Wembley’s arch, which soars 133m into the north-west London air, is an instant classic. But judging by a quick straw poll of folks queuing to get into the Wembley site open day last weekend, most of the general public don’t have a clue what it does. Various theories, all wrong, abounded about the structure and its purpose. It wasn’t supposed to be tilted, said one. It wasn’t bigger than the London Eye, asserted another. One man even thought the arch worked like a pram hood, opening and closing as required.
The Open Site system is the antidote to all this hot air. Last Saturday, staff from Connell Mott MacDonald, Wembley’s structural engineer, worked in relays to give lectures every hour from 9am to 4pm to explain the project’s progress. Such was the demand, that there was standing room only in the 30-seat lecture theatre.
Open Site proves that somewhere in the construction industry forward-thinking people have twigged that half the battle in a successful project lies in winning over the public. The 45-minute presentation wasn’t very flash, and there was little in the way of real access to the site, but the talk was helpful without being too technical. The fact that Jim Bell, Connell Mott MacDonald engineer, and his team not only chose to give up their weekends for no extra pay, but were happy to do so, suggested to visitors that the Wembley stadium is something to get excited about. Good PR all round.
I think the new design is fantastic. It's beautiful - like a diamond bracelet
Neil Evans
Open Site was set up two years ago by two engineers, Paolo Silva and Roger McLaughlin, who had tired of the constant stream of uninformed press reports about their profession. With the support of the Association of Consulting Engineers, they got in touch with Open House, the architectural education charity that throws open the doors of 500 buildings across the capital every year.
Most of the people who turned up on the day either lived locally or came because they thought the arch looked cool, not because they had a deep-seated passion for structural engineering. David Landau is typical of the Open Site visitor. Landau, 31, lives nearby and turned up because it represented his first chance to find out about the biggest talking point in the area: “The first time I saw the arch after it had gone up it took my breath away: I actually said ‘wow’ out loud.”
Without Open Site, the Wembley design team risked alienating veterans like Neil Evans, 57, who had a genuine reverence for the old twin towers and the glory days they were host to. Instead, many of the older visitors now back the new design. “I think the new design is fantastic,” says Evans. “It’s beautiful – like a diamond bracelet.”
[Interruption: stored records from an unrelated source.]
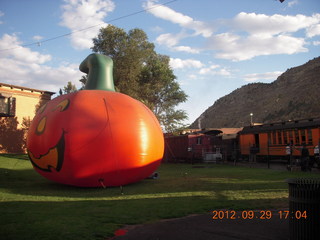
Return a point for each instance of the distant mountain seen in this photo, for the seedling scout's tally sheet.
(294, 95)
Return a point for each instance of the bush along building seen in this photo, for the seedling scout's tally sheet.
(18, 106)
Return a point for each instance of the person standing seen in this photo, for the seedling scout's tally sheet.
(316, 155)
(305, 158)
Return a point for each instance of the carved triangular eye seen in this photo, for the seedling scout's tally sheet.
(41, 126)
(63, 105)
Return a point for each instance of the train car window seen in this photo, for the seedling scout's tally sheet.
(297, 138)
(285, 137)
(279, 137)
(291, 137)
(274, 137)
(303, 136)
(269, 138)
(256, 139)
(309, 136)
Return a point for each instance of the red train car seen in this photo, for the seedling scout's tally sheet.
(187, 148)
(205, 145)
(273, 139)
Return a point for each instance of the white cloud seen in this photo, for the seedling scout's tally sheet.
(185, 49)
(171, 40)
(1, 14)
(82, 14)
(292, 3)
(316, 43)
(237, 48)
(37, 38)
(214, 70)
(313, 31)
(276, 24)
(185, 21)
(24, 67)
(177, 63)
(262, 76)
(20, 53)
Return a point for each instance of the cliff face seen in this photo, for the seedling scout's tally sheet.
(294, 95)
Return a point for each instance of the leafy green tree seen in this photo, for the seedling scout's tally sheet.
(142, 73)
(68, 89)
(161, 93)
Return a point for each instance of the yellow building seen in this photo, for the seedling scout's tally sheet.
(18, 106)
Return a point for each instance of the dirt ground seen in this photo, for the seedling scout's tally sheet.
(203, 227)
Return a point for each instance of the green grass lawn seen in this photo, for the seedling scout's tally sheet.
(35, 208)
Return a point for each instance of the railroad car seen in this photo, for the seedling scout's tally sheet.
(274, 139)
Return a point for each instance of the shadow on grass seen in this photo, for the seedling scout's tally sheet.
(15, 156)
(28, 183)
(99, 219)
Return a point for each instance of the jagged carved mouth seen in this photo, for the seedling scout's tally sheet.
(53, 159)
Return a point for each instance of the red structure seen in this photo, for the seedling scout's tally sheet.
(201, 145)
(272, 139)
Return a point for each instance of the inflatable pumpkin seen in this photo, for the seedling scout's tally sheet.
(96, 136)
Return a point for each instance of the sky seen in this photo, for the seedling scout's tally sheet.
(214, 46)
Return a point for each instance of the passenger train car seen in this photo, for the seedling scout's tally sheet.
(272, 139)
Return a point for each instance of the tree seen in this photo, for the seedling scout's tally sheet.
(68, 89)
(142, 73)
(161, 93)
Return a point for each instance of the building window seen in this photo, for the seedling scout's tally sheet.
(291, 137)
(7, 106)
(309, 136)
(297, 138)
(279, 137)
(303, 136)
(285, 137)
(274, 137)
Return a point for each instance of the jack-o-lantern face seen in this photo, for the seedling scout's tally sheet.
(95, 137)
(53, 158)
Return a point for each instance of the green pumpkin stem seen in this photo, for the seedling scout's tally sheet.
(99, 69)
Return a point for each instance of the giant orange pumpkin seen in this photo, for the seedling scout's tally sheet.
(95, 137)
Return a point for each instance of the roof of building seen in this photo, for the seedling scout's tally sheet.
(25, 88)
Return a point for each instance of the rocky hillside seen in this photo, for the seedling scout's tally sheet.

David Reynolds, 67, and his wife Carol, 59, also live in the area and support the project. “We’re local people born and bred – my father was at the first game at the old stadium in 1923,” says. David. “But it’s the right time for a change – it’s a design for the 21st century. Today’s been really useful: a lot of people know about the arch but they don’t all know what it’s there for.”
We live in Harrow so obviously we've been following progress at Wembley
Brian Jowers, with his nephews Daniel and Joe Hicks
Brian Jowers, 38, came along with his two nephews Daniel and Joe Hicks, 10 and 8 respectively, because it provided a different kind of day out. “We live in Harrow so obviously we’ve been following the progress at Wembley,” he said.
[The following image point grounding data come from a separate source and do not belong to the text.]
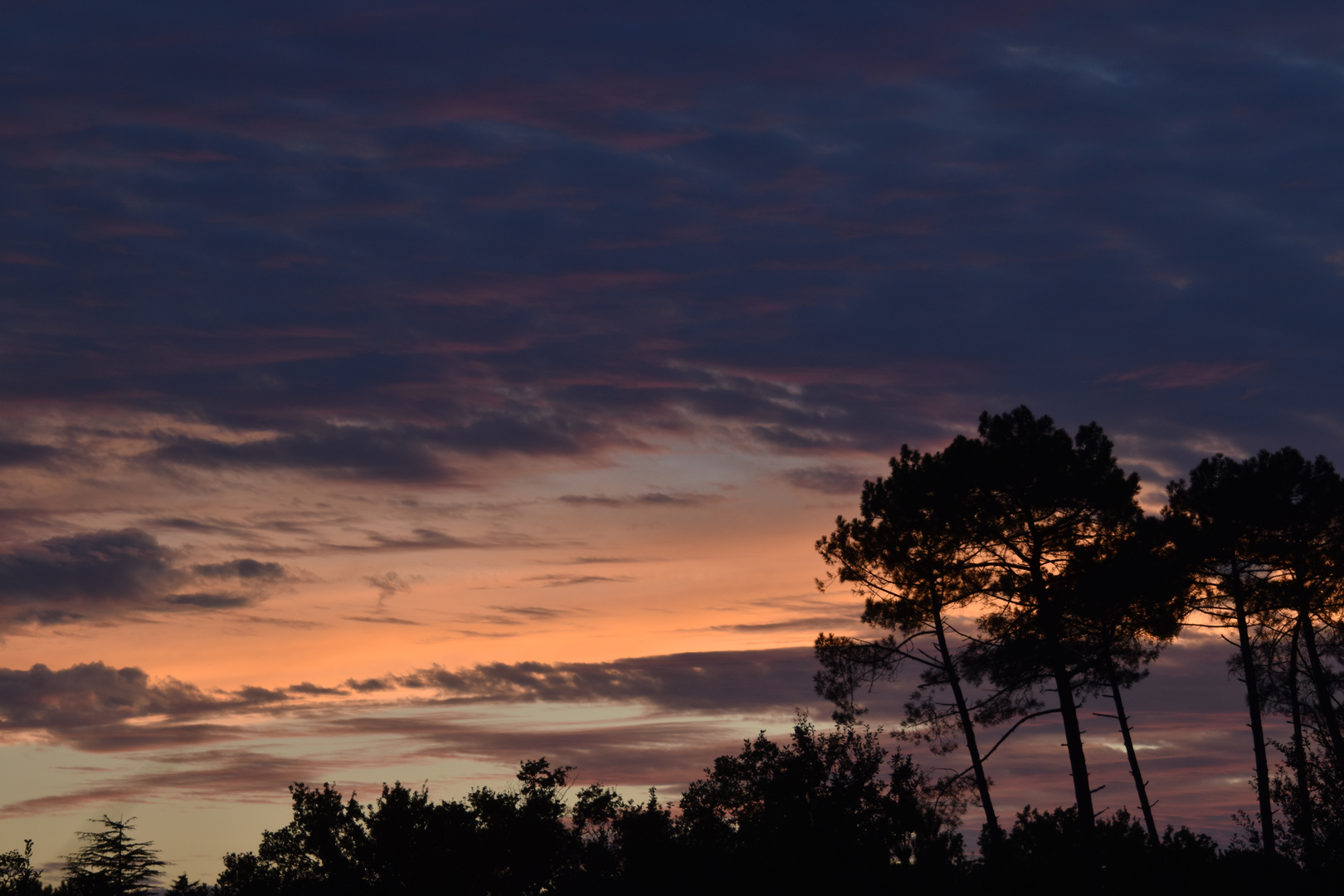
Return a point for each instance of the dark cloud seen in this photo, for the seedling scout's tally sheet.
(830, 232)
(210, 601)
(105, 574)
(390, 583)
(24, 453)
(88, 705)
(828, 480)
(557, 581)
(245, 568)
(371, 685)
(353, 451)
(309, 689)
(650, 499)
(717, 681)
Daniel and Joe managed to sit through most of Bell’s presentation, coming out with several oohs and aahs as the engineers played the computerised graphic of the arch taking shape. “That’s wicked!” shouted Daniel as the arch rose higher on the screen. However he was having none of Bell’s assertion that you could roll the London Eye beneath the arch. “The Wheel’s much bigger,” he said, defiantly.
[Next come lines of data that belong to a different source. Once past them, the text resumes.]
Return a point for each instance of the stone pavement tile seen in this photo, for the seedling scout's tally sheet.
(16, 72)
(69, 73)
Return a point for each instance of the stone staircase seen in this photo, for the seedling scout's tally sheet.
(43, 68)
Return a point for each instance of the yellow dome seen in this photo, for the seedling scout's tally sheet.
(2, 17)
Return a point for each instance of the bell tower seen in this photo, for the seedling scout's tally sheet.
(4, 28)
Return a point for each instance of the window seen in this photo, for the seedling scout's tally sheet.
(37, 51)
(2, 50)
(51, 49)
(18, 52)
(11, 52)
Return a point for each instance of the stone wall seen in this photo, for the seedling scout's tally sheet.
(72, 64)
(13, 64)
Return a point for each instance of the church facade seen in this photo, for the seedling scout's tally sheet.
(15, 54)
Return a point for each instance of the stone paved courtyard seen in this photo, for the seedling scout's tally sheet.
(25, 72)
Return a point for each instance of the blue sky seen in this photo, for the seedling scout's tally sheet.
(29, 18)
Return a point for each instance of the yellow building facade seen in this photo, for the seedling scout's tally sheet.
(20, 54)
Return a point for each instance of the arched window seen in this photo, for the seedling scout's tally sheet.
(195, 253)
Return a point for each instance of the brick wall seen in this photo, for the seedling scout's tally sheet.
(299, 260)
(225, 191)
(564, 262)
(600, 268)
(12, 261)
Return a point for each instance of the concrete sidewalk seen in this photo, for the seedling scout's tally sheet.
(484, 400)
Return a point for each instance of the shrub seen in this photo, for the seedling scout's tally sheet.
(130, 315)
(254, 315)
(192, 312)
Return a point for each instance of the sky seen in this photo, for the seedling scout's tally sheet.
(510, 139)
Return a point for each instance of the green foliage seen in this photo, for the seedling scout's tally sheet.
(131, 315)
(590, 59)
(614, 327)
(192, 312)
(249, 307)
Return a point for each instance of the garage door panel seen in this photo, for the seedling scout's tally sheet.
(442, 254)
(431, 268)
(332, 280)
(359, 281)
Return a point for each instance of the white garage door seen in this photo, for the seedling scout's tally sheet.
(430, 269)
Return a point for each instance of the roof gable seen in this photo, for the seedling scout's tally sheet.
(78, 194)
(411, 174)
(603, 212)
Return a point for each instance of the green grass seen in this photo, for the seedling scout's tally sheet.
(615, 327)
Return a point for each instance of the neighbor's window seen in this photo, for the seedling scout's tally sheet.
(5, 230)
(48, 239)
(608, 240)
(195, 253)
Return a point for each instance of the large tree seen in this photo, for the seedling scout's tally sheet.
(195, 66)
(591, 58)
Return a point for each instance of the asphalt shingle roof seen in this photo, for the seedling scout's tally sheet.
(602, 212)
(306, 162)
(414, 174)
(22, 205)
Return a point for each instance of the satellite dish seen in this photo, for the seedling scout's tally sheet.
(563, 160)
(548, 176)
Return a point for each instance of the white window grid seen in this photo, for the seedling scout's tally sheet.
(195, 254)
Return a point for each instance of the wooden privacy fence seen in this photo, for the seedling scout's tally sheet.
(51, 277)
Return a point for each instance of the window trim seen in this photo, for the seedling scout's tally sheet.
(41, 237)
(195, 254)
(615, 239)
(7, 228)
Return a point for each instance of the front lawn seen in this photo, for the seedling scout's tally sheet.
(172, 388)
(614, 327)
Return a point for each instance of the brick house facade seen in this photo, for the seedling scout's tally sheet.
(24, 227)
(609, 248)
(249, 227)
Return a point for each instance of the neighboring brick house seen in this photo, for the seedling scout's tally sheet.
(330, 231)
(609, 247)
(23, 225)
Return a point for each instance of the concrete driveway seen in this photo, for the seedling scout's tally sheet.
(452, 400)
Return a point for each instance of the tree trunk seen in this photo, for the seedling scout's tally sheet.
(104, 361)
The presentation packed a fair amount of data into 45 minutes. The new stadium actually covers far more area than the old one, almost twice as much again. The old twin towers had to be pulled down because they would have ended up in the middle of the new pitch. The arch, it transpired, needs to be tilted at 68° from horizontal to take the strain of holding up the roof.
The day suggested to Rebecca Machin and her daughter Katherine that the new design would outshine the old ground. “Everyone harps on about the old twin towers but I always thought they looked a bit plasticky when you were walking up from the station,” she says. “And the old Wembley used to have hardly any women’s toilets: you used to have to queue for hours. This design is more our era.” In fact stadium will have 2618 toilets – apparently more than any other building in the world.
Open Site has probably done more for the good name of our new national stadium than any number of champagne-fuelled parties attended by Tony Blair and David Beckham. Paolo Silva wants Open Site to grow into a brand, with a broader umbrella of activities including schools and university-oriented trips. If last weekend is anything to go by, he’s probably on to a winner.